Mineral industry is not relatively a newcomer to Malangas since it operates coal mining in the early 1930s. It strengthen to boost the economy not only in the locality but also its mother province, Zamboanga Sibugay. Although the scale of the present operations is relatively modest, the production is of considerable national significance. There are relatively large deposits of coal and this estimates to contain nearly 10 million tons of coal (according to Frederick L. Wernstedt,Joseph Earle Spencer) some of which is of coking quality - a small quantity to be sure, but one that gains added significance in light of the general overall shortage of mineral fuels in the Philippines. The present production of Malangas coal is being shipped to the Iligan Industrial area.

While the rest of Malangas is still heavily dependent on agriculture and aquaculture , it is also looking forward for making steady progress in developing its industrial sectors. Mining is a good potential. In addition being a coastal area, it participates in commercial fishing.


  • Rice and Corn Milling
  • Coffee Milling


Malangas is home to one of the external studies unit of Western Mindanao State University the premier state university in western Mindanao region which is ranked sixth among 68 universities all over the country, according to a survey on the Top Academic Institutions in the Philippines conducted by the Commission on Higher Education. Head office of the University is in Zamboanga City The campus is located at the mountain hill of the town viewing the Dumaguillas Bay and neighboring islets.

Coal Mining

There are Philippine coals which are of such quality that they can be used by current users without the need for any coal preparation or blending with imported coals. Among these are the coal deposits being mined in Malangas. The PNOC (Philippine National Oil Company) and the TMC its Taiwanese partner operates coal within the Malangas Coal Reservation. It also operates a large-scale coal mine known as the Integrated Little Baguio (ILB) colliery, which is currently the largest semi-mechanized underground coal mine in the country.
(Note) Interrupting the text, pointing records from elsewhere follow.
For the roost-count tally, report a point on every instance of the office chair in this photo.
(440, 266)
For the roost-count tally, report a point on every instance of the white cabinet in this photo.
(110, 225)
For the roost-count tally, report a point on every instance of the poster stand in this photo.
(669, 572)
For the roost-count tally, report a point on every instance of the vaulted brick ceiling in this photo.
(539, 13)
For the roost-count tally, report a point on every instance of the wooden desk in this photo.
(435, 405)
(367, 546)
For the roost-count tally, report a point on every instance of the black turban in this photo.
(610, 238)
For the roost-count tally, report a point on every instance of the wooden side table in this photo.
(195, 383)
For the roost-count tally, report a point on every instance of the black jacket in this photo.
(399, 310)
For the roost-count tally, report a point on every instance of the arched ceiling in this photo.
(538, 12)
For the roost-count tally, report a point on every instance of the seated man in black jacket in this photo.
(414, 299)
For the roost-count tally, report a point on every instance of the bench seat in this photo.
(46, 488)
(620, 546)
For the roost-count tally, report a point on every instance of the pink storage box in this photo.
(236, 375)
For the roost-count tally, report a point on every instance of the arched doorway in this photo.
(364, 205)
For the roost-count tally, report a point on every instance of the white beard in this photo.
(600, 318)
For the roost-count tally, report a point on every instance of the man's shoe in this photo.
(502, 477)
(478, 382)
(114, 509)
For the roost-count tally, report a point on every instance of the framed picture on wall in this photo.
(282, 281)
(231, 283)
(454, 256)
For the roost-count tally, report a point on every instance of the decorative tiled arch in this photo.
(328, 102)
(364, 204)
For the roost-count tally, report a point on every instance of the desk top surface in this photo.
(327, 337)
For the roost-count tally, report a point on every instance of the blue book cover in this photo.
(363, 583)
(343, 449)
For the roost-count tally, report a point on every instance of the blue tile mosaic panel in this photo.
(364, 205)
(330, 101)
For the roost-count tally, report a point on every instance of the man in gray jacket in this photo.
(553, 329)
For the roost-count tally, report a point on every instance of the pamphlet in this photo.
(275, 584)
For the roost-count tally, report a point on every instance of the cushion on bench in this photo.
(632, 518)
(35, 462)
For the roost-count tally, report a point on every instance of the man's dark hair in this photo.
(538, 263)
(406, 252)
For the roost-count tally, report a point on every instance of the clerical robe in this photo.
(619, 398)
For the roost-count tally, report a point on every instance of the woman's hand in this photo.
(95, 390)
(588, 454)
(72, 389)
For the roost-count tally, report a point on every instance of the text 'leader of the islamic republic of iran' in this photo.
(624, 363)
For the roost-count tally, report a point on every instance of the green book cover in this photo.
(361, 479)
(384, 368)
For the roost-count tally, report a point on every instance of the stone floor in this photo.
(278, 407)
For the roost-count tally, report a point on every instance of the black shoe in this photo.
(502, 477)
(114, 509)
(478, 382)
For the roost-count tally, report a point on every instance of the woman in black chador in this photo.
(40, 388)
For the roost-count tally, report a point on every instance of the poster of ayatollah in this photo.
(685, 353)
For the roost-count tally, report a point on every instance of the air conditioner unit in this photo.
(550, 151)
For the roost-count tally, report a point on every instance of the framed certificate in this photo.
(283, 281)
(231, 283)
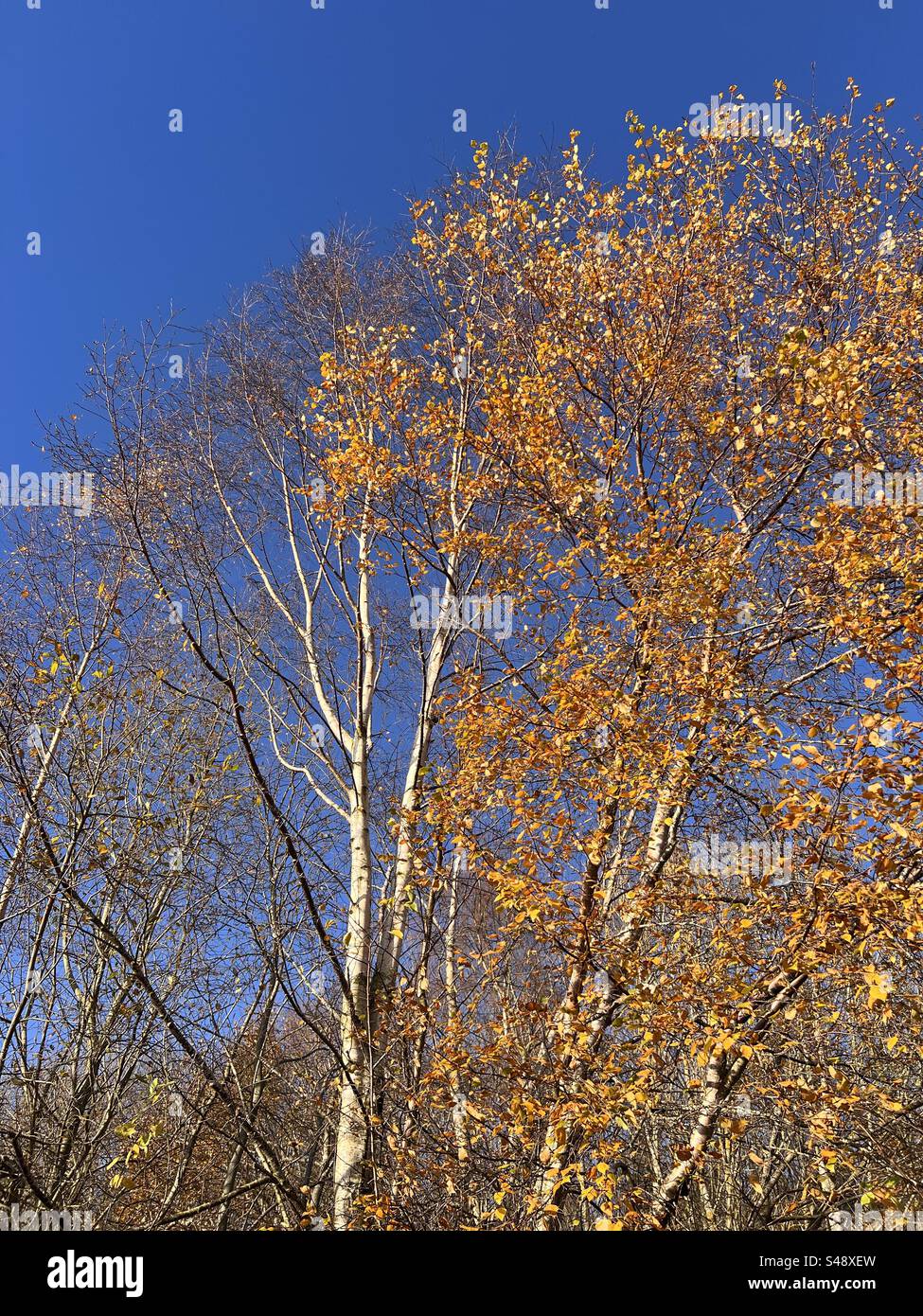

In the year 1995, a worst tragedy happened when a huge methane gas explosion ripped through a coal mine tunnel in Malangas town, killing more than 100 people. The blast set off a fireball, which swept through nine kilometers of mines, and setting off other explosives which had been stockpiled inside the tunnel. Ten years later, six miners were killed when a coal tunnel collapsed in Diplahan town.

News about the coal mine in Malangas has been rumored that PNOC-EC may sell mine to San Miguel Corp. According to the news, the Philippine National Oil Company - Exploration Corp. (PNOC-EC) is in talks with diversified conglomerate San Miguel Corp. to sell a coal mine in Mindanao and this is probably in Zamboanga Peninsula where Malangas is located. For 2009, total coal production in Malangas amounted to 91,440 metric tons, a decrease from the 2008 output of 110, 549 metric tons due to major repair and rehabilitation “conducted immediately upon takeover of the mines.” Today, Mining operators are still operating in the coal reservation of the town.

Places of Interests

Malangas is endowed with several islets that are ideal for resort development. One of these is Isla Muyong, comparable to Pandilusan Island in the municipality of Payao and Litayon Island in the municipality of Alicia. One characteristic that they have in common is their white sand beaches. Others are also sprawled in some of the town's coastline.

The most notable beach in Malangas is the Municipal Government owned beach resort, located in Bunker, the site of the town's coal port. Many people who live in the nearby towns like it because of the proximity of the place.